Morris: You were a four-sport, four-year letterman in high school. What were the most valuable lessons of your involvement with competitive sports?
Beckwith: Team sports teach that health is a key to a rich life, and can transform you into an athlete throughout your life, a good idea. They teach that hard work pays, in strong correlation to the effort. They teach grace under pressure, to be calm during storms. And team sports teach that while success can be fleeting failure can be too.
Morris: What seem to be the most common misconceptions about “selling?” How do you explain them?
Beckwith: That it’s backslapping, arm-twisting and myth-spinning. The explanation is the extremes, parodied in our culture: the old Snake Oil salesmen, the oily car salesman, and the brokers in the movie The Boiler Room. But great salespeople are so good you don’t know they are selling. If you did, you would recoil from them. And they are also good people, from the inside out.
Morris: What do peak sales performers share in common?

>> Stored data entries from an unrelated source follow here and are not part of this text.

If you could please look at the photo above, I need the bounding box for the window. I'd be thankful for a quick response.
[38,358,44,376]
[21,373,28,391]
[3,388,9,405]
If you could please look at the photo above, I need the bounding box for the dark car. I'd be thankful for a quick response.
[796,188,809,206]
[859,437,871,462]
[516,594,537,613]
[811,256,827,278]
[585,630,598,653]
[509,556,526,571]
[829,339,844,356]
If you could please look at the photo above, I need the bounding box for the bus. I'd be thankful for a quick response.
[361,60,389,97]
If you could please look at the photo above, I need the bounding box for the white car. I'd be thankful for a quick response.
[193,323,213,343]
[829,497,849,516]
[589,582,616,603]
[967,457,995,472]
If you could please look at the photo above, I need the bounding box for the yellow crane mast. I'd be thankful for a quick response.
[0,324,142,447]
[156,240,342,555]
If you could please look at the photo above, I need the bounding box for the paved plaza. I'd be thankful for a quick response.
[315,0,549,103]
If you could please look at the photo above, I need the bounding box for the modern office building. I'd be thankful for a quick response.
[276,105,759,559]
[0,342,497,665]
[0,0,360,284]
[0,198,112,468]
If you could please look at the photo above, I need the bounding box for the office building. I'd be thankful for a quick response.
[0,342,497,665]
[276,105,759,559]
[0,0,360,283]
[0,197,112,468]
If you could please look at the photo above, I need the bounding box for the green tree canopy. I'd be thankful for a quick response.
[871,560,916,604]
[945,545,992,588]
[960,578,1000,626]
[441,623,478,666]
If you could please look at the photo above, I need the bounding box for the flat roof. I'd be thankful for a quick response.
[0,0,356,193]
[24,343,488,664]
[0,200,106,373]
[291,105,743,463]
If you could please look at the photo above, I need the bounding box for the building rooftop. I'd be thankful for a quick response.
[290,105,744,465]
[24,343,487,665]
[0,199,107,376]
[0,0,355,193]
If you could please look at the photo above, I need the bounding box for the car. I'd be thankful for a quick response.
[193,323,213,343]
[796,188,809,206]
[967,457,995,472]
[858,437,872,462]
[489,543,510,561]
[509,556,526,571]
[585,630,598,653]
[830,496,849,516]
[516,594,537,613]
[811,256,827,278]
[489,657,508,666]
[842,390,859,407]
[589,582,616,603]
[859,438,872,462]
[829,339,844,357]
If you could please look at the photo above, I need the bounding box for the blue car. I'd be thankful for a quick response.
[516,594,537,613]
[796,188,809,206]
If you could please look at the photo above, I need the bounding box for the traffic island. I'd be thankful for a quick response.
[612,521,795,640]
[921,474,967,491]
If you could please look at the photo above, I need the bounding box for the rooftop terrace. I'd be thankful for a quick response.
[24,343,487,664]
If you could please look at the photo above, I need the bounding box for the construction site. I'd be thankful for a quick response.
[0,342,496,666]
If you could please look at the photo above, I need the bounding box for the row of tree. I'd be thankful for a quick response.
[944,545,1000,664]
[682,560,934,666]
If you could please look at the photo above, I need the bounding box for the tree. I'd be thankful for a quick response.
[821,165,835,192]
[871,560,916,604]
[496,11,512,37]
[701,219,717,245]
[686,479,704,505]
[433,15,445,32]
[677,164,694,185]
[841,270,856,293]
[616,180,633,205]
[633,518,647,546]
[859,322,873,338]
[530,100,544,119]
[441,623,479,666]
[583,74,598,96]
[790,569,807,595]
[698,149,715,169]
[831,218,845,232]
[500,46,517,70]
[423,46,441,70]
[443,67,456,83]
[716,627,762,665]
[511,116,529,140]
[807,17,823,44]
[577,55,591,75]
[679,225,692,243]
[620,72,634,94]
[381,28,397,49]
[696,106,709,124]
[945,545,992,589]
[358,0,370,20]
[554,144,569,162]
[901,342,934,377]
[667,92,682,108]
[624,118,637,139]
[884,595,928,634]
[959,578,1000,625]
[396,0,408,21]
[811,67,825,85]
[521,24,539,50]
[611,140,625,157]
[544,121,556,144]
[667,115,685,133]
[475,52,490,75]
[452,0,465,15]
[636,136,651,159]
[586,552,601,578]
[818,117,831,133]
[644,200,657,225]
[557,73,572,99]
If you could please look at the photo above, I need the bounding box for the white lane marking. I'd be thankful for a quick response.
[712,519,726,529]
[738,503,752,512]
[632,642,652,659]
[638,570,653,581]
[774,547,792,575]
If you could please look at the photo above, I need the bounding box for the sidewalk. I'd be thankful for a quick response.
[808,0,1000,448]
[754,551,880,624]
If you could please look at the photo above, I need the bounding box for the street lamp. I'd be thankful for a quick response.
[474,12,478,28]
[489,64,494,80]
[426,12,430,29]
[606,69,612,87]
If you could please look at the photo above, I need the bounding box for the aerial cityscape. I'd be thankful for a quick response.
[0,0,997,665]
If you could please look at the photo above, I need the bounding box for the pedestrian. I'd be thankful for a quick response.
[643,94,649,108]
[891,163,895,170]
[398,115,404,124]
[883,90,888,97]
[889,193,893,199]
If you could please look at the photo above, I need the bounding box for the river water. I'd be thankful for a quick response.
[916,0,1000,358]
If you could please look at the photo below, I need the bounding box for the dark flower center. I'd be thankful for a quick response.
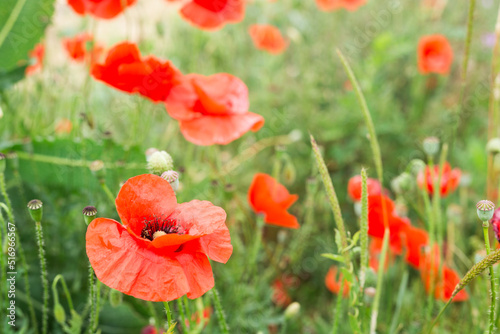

Beckwith: Resilience, integrity, and a conviction that their product can really improve the quality of someone’s life.
Morris: During Q&A after your presentations and workshops, which questions are most frequently asked and what is your response?
Beckwith: I conclude most presentations by saying “take the road that runs along the cliff, the one without guard rails.” People tell me how much that meant to them; sometimes, their eyes are damp. Generally, branding gets the most questions–except outside North America, where price does. People know branding matters but don’t know how to build one, and it’s a weakness among businesses; only one business in fifty understands branding and manages its brand well.
Morris: Warren Buffet reportedly suggested that price is what you charge and value is what people think it’s worth. Your opinion?
Beckwith: He’s forgetting that price tends to enhance most people’s perception of quality. For example, most women think L’Oreal is worth more because it costs more, just as Diner’s Club credit card users switched to American Express when AmEx nudged its yearly fee just above Diner’s Club’s. Price conveys quality and implies value. You cannot separate price and value as easily as Mr. Buffet’s comment suggests.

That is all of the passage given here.